- Born: Flora Annie Margaret Le Cornu 1 April 1888 Adelaide
- Died: 30 July 1981 (aged 93) Nedlands
- Occupation: potter
- Spouse: Reg Landells

= Flora Annie Landells =

Australian painter and potter (1888–1981)

Flora Annie Margaret Landells born Flora Annie Margaret Le Cornu (1 April 1888 – 30 July 1981) was an Australian painter and potter. She is credited with inspiring interest in pottery in Perth.

==Life==
Landells was born in 1888 in Adelaide. Her name was Flora Annie Margaret Le Cornu and her parents were Emma Trephena (born Cole) and John Le Cornu who was a gardener. It was her ambition to teach people to paint so in 1903 she set out on her own to study at Perth Technical School. Her fees covered the cost of tutors like James W. R. Linton and she was able to win scholarships to cover these costs. By 1904 she had joined an art society and by 1907 she was teaching art at the Methodist Ladies’ College.

She exhibited at the Australian Exhibition of Women’s Work in 1907 and the Franco-British Exhibition at Wembley in the UK in the following year.

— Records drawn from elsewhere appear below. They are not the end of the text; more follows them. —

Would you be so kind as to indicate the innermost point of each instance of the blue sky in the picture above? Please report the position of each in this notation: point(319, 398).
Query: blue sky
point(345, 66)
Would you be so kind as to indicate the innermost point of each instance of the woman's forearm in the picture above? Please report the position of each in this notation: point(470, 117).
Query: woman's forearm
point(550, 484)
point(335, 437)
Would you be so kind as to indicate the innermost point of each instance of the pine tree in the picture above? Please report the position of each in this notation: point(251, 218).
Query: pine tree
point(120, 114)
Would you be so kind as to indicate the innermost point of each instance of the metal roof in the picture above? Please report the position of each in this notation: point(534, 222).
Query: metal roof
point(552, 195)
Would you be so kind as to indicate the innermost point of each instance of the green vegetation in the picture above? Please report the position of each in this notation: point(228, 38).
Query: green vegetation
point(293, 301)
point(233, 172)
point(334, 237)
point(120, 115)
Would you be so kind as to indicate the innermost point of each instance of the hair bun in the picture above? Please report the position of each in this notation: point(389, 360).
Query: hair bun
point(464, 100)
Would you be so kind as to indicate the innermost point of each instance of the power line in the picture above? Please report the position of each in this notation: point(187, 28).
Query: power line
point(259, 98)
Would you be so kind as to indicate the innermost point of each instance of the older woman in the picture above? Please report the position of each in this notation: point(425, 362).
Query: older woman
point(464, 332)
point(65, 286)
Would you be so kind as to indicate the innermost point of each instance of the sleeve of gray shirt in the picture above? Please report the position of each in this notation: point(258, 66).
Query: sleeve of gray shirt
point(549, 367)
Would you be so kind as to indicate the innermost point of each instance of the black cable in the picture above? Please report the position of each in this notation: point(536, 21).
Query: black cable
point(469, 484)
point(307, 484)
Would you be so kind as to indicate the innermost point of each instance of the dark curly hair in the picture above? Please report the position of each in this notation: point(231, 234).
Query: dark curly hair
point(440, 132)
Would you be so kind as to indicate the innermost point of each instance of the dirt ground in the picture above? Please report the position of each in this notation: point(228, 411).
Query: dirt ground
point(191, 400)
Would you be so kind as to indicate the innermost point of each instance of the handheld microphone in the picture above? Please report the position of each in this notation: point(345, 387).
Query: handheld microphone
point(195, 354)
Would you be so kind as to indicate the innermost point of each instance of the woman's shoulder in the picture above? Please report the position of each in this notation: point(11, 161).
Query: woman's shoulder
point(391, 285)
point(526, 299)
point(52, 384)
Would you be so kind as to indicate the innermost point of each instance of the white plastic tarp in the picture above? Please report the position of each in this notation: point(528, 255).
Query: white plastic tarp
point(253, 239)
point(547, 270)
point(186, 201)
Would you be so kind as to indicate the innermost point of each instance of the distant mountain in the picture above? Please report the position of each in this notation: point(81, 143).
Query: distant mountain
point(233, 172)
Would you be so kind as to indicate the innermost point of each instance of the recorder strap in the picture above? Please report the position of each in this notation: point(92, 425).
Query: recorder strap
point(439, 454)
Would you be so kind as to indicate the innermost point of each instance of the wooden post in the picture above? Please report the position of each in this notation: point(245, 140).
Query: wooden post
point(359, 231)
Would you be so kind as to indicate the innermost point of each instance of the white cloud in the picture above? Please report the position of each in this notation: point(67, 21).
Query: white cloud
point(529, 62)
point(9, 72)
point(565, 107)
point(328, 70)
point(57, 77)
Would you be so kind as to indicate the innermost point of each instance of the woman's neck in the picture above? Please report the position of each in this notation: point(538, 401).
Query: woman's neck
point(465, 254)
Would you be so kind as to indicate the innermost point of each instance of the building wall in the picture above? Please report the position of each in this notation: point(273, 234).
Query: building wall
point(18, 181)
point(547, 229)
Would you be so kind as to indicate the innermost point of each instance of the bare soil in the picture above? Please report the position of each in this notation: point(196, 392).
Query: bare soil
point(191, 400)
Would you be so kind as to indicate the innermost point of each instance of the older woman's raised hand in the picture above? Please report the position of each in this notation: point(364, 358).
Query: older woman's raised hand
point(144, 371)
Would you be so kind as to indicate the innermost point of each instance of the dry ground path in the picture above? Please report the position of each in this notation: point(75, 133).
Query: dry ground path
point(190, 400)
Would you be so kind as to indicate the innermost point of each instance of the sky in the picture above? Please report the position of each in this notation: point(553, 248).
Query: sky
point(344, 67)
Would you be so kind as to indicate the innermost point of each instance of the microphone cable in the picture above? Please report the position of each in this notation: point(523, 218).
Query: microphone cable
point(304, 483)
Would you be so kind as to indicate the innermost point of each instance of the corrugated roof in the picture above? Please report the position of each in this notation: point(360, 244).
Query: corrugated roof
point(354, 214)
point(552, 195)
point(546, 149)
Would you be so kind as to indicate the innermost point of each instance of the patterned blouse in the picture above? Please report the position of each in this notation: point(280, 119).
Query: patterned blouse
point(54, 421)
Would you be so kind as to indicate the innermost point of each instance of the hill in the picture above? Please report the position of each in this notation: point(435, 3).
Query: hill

She used a motif based on Sturt's Desert Pea to decorate some of her pottery tea sets from the 1910s when her work was being fired in Helen and May Creeth's kiln. In 1920 she imported her own kiln but her other equipment and her clay was created by her husband.

She was credited with inspiring interest in pottery in Perth. In 1925 she had established the Maylands School of Art in Maylands at the home she shared with her husband, Reg Landells. The school's students included Rolf Harris, Marina Shaw, Amy Harvey and Jean Darbyshire. Landells ran the school of art in addition to her art teaching in schools. She was organising a solo exhibition of her landscapes in 1927.

She and Reg Landells later created Landells Studio Pottery.

Landells died in Nedlands in 1981. Landells pottery is in the National Gallery of Australia.